Human trials are now being planned after an experimental combination of two drugs has seen success in halting the progress of small cell lung cancer in mice.

Cyclophosphamide, one of the drugs, has been relatively inactive in the treatment of small cell lung cancer since the 1980s, when it was replaced by alternatives with fewer adverse effects.

Regardless of whether cyclophosphamide or the alternatives are used, the cancer develops resistance to the treatment quickly.

"The problem is that these tumors respond to treatment initially, but then they come back. This has not changed for 30 years," pathologist and immunologist Nima Mosammaparast from Washington University in St Louis, said.

"These tumors are just massively resistant to just about everything."

The team behind the new experiments has now been able to pinpoint the mechanism by which small cell lung cancer cells resist cyclophosphamide's effects and develop a remedy for it.

The approach they've devised essentially prevents the cancer cells' ability to mend themselves and develop cyclophosphamide resistance.

The new research expands on earlier work from the same group that showed the protein RNF113A was crucial for cancer cell repair, specifically for the repair of DNA damage known as alkylation damage, which is the kind brought on by cyclophosphamide.

Further investigation demonstrated that RNF113A is regulated by SMYD3, a protein present in higher amounts in more aggressive forms of small cell lung cancer. Elevated levels are also linked to increased susceptibility to alkylating chemotherapeutic medicines (including cyclophosphamide) and a poor prognosis.

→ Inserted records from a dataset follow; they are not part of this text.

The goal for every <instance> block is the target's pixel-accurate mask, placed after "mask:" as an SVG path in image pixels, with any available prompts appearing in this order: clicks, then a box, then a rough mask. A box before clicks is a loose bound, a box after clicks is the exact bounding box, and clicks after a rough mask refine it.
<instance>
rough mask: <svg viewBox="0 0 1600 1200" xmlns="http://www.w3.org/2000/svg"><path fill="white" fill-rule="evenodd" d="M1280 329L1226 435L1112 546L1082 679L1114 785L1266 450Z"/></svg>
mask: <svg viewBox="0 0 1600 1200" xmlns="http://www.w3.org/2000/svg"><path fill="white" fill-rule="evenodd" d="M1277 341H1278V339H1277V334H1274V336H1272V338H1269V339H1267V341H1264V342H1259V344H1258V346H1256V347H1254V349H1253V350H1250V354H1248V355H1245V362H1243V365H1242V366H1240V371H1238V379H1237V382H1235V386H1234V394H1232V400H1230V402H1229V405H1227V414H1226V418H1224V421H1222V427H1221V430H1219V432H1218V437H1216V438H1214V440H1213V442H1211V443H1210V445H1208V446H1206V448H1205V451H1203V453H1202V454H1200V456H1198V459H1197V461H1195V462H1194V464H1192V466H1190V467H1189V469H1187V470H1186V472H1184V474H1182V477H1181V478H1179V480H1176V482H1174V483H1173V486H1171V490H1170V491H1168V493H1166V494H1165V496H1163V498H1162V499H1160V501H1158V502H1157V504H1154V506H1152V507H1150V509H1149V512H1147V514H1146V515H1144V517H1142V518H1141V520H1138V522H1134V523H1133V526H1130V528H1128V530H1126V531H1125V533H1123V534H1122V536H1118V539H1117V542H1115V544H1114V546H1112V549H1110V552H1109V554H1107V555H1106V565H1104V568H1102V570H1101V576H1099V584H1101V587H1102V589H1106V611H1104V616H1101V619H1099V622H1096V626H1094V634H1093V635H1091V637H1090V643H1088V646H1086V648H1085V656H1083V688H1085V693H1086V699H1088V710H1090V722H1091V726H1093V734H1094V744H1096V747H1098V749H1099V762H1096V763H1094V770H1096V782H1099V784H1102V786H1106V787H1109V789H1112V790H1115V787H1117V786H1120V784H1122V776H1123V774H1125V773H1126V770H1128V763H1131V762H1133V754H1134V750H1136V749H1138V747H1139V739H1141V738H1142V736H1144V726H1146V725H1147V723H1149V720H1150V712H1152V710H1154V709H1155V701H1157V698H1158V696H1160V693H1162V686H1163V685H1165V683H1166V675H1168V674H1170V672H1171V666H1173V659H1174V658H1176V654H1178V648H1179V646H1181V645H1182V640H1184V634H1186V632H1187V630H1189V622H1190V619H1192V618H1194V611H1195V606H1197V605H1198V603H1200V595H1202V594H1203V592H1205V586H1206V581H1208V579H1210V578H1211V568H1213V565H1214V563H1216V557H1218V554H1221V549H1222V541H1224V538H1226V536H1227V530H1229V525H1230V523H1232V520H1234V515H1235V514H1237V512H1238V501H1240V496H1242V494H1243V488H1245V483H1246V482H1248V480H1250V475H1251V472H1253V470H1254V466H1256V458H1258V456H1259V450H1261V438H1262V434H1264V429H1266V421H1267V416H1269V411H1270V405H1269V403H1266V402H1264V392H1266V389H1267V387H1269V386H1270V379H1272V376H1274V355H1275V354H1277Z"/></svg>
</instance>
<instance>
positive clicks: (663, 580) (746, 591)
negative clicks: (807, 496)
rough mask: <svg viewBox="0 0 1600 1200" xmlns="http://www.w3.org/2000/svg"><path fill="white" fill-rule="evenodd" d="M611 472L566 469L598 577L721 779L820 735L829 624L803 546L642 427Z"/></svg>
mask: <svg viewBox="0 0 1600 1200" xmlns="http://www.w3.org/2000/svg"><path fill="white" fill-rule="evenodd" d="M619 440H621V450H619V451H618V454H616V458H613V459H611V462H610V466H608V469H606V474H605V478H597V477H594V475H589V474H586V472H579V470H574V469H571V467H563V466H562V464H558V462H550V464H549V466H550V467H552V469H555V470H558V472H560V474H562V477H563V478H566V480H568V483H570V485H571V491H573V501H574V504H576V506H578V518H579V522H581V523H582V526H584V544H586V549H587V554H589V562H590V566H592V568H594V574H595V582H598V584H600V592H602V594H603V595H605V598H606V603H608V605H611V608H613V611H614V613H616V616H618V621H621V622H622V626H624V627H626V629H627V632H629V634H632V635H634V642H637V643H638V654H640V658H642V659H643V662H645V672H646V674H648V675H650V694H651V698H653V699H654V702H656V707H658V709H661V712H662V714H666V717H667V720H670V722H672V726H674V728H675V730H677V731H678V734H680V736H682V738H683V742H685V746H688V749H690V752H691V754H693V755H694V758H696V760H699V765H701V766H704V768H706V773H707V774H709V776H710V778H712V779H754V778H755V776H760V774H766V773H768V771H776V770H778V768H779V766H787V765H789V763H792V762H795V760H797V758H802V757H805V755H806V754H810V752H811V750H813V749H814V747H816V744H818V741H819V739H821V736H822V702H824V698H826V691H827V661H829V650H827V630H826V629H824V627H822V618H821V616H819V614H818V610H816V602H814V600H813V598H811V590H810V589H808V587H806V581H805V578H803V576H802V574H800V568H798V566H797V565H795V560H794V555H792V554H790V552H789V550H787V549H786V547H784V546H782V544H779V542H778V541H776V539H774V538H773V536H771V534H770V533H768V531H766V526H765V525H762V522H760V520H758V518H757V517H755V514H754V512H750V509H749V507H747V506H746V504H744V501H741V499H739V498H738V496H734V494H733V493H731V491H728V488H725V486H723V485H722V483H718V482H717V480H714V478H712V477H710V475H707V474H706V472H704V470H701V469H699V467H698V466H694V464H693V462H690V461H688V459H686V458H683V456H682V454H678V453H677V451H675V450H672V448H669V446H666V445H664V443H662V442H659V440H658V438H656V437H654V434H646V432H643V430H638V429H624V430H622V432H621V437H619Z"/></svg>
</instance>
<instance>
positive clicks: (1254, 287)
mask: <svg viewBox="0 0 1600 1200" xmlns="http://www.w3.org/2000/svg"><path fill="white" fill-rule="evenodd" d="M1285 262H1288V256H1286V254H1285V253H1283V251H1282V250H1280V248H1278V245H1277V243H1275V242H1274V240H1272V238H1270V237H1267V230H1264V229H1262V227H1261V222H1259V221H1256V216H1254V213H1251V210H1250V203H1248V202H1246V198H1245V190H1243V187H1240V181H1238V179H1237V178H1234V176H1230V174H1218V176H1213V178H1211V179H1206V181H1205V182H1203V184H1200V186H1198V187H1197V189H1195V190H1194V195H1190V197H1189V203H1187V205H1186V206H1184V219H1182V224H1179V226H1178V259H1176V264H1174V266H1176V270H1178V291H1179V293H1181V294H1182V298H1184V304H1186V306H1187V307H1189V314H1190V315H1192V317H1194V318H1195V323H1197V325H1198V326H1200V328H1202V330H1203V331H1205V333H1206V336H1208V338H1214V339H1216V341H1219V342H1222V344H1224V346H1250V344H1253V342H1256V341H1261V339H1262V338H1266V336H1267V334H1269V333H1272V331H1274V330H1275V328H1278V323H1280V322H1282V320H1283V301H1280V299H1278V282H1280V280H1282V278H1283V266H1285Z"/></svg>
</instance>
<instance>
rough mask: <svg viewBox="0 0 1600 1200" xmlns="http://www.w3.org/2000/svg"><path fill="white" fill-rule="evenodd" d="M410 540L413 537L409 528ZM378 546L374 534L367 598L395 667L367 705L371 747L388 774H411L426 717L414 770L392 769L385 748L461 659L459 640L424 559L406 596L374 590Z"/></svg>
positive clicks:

In contrast, SMYD3 levels in healthy lung tissue are extremely low.

Using this information, the researchers attempted to target SMYD3 in mice into whom they had implanted human lung cancers, some of which had previously been treated with chemotherapy and others that had not.

While an SMYD3 inhibitor and cyclophosphamide both temporarily reduced tumor development, it was only when the two treatments were combined that the disease entirely ceased spreading.

Long after other one-off therapies had failed, this tumor suppression persisted for the remainder of the experiment (approximately one month).

"What this study shows is that we can actually combine a new target with an old drug to reduce resistance and potentially make the treatment much better and give these patients a much better chance," Mosammaparast said.

The researchers are now working to start phase 1 clinical trials in humans. One of the promising elements of the research is that it shows evidence of being able to work on tumors that have already developed resistance to some treatments.

The research has been published in Cancer Discovery.